The goal of this study was to further evaluate the efficacy of loratadine/pseudoephedrine in relieving nasal congestion in patients with seasonal allergic rhinitis, and to assess by several different measures of effectiveness its effect on other common parameters associated with allergic rhinitis. These measures included an objective quantitative instrument (acoustic rhinometry), an objective qualitative instrument (endoscopic inferior turbinate photography), and two patient-oriented quantitative instruments (rhinoconjunctivitis quality-of-life questionnaire scores and visual analog allergic symptom scores).

Materials and methods

Study design.
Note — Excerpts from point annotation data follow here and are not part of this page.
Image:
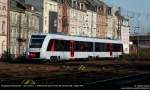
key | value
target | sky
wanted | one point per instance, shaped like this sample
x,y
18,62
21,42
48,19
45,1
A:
x,y
137,9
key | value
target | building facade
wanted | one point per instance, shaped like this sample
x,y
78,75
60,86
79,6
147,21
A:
x,y
3,26
24,21
125,35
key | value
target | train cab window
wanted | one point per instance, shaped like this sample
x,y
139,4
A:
x,y
117,48
101,47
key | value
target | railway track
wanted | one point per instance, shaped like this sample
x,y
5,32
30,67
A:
x,y
123,81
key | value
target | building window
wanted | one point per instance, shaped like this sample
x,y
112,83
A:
x,y
3,27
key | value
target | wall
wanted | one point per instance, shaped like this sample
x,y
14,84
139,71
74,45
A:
x,y
3,26
22,25
49,6
102,25
125,36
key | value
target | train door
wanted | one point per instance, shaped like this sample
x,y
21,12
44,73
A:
x,y
72,48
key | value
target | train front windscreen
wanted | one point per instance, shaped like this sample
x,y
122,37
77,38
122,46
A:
x,y
36,41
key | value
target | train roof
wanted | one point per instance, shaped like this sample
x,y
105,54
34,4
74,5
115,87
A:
x,y
80,38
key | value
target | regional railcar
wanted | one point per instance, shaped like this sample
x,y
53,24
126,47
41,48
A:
x,y
54,47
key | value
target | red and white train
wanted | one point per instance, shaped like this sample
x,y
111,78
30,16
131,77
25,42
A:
x,y
54,47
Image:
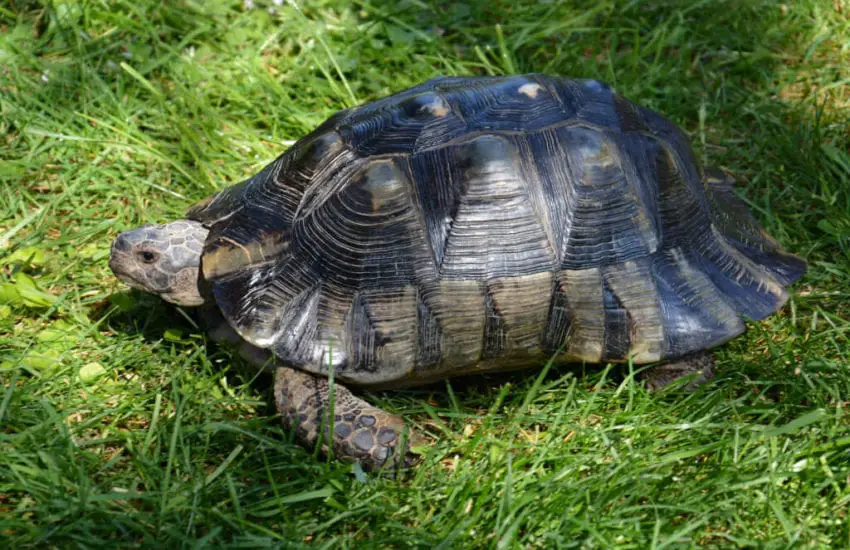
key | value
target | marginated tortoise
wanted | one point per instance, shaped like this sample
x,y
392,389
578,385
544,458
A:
x,y
460,226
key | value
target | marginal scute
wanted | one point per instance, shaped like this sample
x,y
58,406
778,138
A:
x,y
530,89
633,284
583,288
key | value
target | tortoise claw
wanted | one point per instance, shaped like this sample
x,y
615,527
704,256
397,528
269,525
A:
x,y
361,432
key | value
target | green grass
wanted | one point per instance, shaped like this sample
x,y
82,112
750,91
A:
x,y
119,427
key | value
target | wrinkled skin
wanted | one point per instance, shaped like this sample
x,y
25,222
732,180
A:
x,y
165,260
162,259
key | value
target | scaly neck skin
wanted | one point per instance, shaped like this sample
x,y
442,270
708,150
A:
x,y
162,259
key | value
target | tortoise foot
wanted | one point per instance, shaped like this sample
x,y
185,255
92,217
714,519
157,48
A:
x,y
361,432
699,365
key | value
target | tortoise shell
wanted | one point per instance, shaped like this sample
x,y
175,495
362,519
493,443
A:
x,y
488,223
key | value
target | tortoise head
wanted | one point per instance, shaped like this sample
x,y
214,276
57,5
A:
x,y
162,259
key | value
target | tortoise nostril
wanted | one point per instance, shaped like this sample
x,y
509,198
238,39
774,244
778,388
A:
x,y
121,243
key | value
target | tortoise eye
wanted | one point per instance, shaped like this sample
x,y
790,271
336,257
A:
x,y
148,257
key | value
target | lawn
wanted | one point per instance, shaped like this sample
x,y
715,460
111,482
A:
x,y
121,427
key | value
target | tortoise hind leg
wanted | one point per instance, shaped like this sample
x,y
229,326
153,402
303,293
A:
x,y
361,432
701,365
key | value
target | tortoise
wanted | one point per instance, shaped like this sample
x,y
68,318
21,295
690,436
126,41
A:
x,y
460,226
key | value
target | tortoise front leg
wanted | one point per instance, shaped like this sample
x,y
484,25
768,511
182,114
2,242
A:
x,y
699,364
360,432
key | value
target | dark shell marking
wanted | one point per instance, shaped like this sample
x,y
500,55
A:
x,y
486,223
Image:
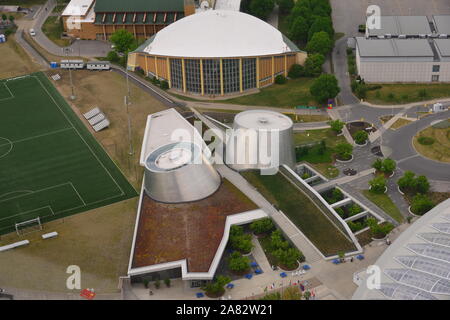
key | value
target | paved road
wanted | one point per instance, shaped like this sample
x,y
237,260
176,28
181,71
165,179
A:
x,y
84,48
400,143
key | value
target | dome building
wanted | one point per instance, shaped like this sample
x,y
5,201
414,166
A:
x,y
217,52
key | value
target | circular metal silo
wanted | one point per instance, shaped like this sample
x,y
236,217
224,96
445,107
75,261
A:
x,y
179,172
260,139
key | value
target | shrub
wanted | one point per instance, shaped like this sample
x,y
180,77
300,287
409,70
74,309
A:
x,y
361,137
421,184
378,164
344,151
421,204
280,79
238,263
164,85
379,231
406,182
262,226
167,282
216,287
296,71
288,257
239,240
378,184
426,141
336,125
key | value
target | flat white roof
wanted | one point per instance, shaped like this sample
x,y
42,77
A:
x,y
233,5
164,128
402,25
263,119
77,8
394,47
442,23
218,33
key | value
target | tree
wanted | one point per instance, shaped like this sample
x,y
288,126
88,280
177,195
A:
x,y
123,41
378,184
285,5
280,79
421,184
389,165
421,204
336,125
378,164
298,29
261,8
320,43
313,64
361,137
296,71
407,181
112,56
325,87
238,263
262,226
288,257
321,24
344,151
216,287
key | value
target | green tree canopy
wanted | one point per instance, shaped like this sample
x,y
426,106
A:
x,y
320,43
261,8
123,40
325,87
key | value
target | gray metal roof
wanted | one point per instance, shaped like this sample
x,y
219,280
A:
x,y
402,25
442,24
394,47
443,46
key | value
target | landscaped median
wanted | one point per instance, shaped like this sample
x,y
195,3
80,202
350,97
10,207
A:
x,y
384,202
303,212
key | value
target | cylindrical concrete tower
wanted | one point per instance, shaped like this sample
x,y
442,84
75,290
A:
x,y
261,139
179,172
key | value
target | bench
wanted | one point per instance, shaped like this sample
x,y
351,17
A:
x,y
14,245
50,235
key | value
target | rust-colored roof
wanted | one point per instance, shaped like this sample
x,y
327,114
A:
x,y
192,231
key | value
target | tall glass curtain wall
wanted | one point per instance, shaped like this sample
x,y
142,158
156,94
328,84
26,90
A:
x,y
211,75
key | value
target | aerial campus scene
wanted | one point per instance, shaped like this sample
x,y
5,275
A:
x,y
249,150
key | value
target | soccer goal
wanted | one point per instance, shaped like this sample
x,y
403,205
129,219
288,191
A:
x,y
28,226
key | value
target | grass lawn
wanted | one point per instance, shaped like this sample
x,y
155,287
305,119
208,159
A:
x,y
384,202
321,162
400,123
50,165
293,93
15,61
98,241
440,149
301,211
53,29
407,93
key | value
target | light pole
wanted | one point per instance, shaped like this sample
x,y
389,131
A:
x,y
67,50
127,104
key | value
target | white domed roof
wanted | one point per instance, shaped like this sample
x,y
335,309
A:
x,y
219,33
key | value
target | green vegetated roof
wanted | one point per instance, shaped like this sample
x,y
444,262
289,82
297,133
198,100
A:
x,y
145,44
139,6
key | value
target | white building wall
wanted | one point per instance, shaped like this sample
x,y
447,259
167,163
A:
x,y
397,71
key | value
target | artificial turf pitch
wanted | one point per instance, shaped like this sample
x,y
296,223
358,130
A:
x,y
50,164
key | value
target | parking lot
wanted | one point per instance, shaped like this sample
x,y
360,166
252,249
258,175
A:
x,y
348,14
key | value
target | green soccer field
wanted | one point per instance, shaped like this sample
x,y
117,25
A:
x,y
50,164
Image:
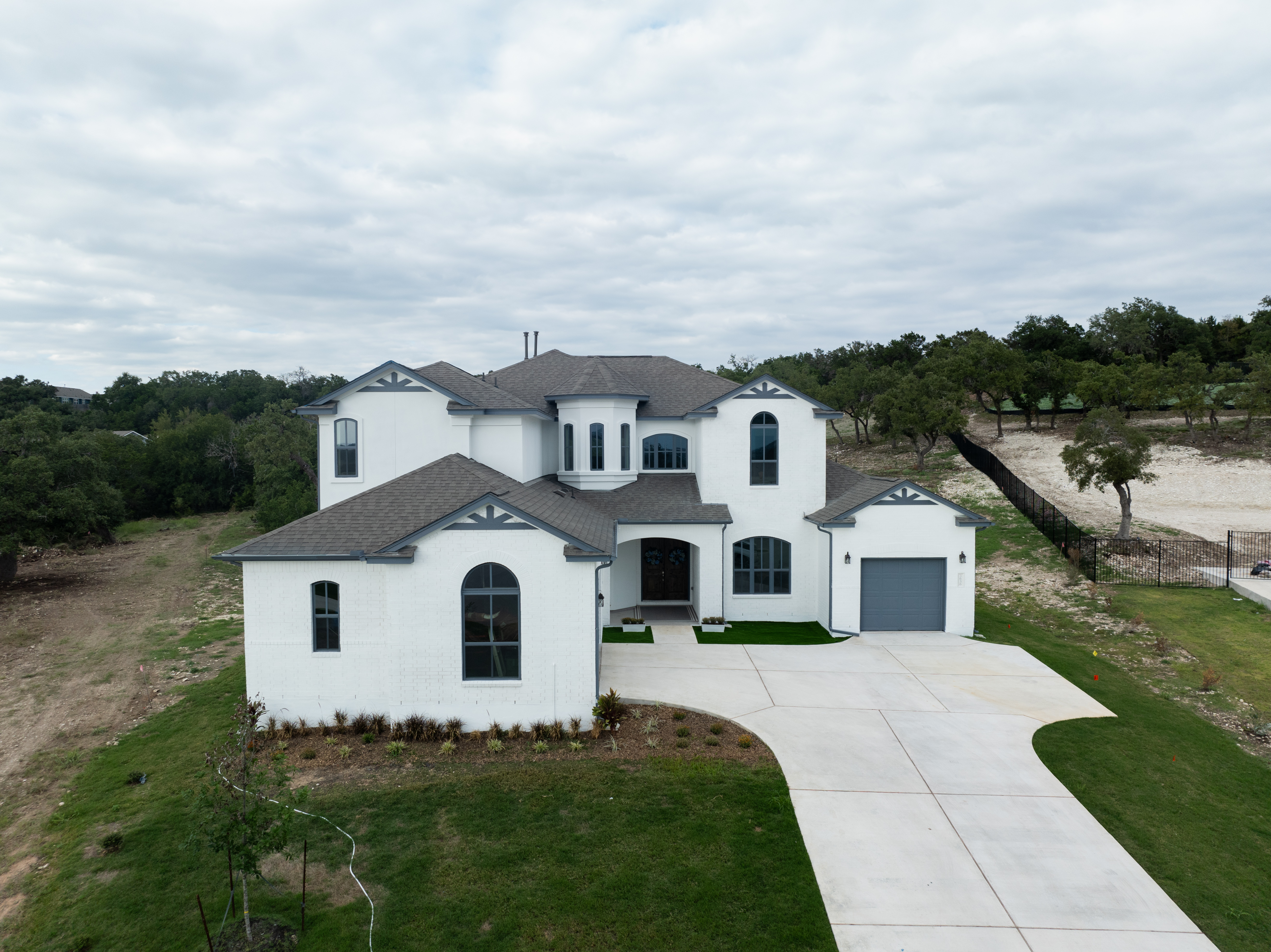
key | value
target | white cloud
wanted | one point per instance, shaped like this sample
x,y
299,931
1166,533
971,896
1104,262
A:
x,y
262,186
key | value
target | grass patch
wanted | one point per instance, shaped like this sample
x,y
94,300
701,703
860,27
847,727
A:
x,y
617,636
768,633
1230,636
578,855
1177,792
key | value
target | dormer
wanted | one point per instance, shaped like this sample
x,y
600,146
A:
x,y
597,422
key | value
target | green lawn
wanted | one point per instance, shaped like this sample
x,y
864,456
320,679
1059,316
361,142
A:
x,y
656,853
1233,637
768,633
1179,794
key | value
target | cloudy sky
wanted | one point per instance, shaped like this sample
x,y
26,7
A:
x,y
266,185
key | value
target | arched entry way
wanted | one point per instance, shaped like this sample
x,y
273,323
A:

We undertook this double-blind, placebo-controlled, crossover, parallel trial at the University of Chicago to study the effect of loratadine/pseudoephedrine on nasal congestion caused by natural exposure to seasonal allergens in patients who had seasonal allergic rhinitis. Before any patients were recruited, the study was approved by the Human Research Institutional Review Board at the University of Chicago Medical Center. To be eligible for this study, patients had to have been free from intranasal and parenteral steroids for 2 weeks, astemizole for at least 3 months, other antihistamines for at least 3 days, and decongestants and ipratropium for at least 1 week prior to starting the study.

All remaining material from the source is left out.